Below is the contents of one such email:

(It's very urgent, please transfer this email to your CEO. Thanks) 
This email is from China domain name registration center, which mainly deal with the domain name registration in China. On Oct 10, 2018 , we received an application from Kailan Ltd requested "senseict" as their internet keyword and China (CN) domain names (senseict.cn, senseict.com.cn, senseict.net.cn, senseict.org.cn). But after checking it, we find this name conflict with your company name or trademark. In order to deal with this matter better, it's necessary to send email to you and confirm whether this company is your distributor or business partner in China?

Best Regards
**************************************
Steve Liu | Service & Operations Manager
CN Registry (Head Office) | 6012, Xingdi Building, No. 1698 Yishan Road, Shanghai 201103, China
Tel: +86-02164193517 | Fax: +86-02164198327 | Mob: +86-13816428671
Email: steve @ cnregistry.org.cn
Web: www.cnregistry.org.cn
**************************************

This email contains privileged and confidential information intended for the addressee only. If you are not the intended recipient, please destroy this email and inform the sender immediately. We appreciate you respecting the confidentiality of this information by not disclosing or using the information in this email.
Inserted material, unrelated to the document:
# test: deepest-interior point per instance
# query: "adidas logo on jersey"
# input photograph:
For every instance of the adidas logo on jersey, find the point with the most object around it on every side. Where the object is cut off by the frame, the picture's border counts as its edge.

It seems legit at first glance, however all you need to do is do a quick google search for "It's very urgent, please transfer this email to your CEO. Thanks" to see something very different.

In effect, what they're trying to do is act on your complacency or urgency to protect your apparent trademark, however in doing so, they charge you thousands of dollars.

If you want  to get yourself a .cn or .asia domain, We strongly recommend purchasing them via your preferred provider, these emails are nothing but a falacy to get you to spend money with them.

What do you do if you get one've these emails?

We advise you ignore it, and add the sending addresses to your spam filters; If you really do want to get these domains then purchase them with your trusted domain provider.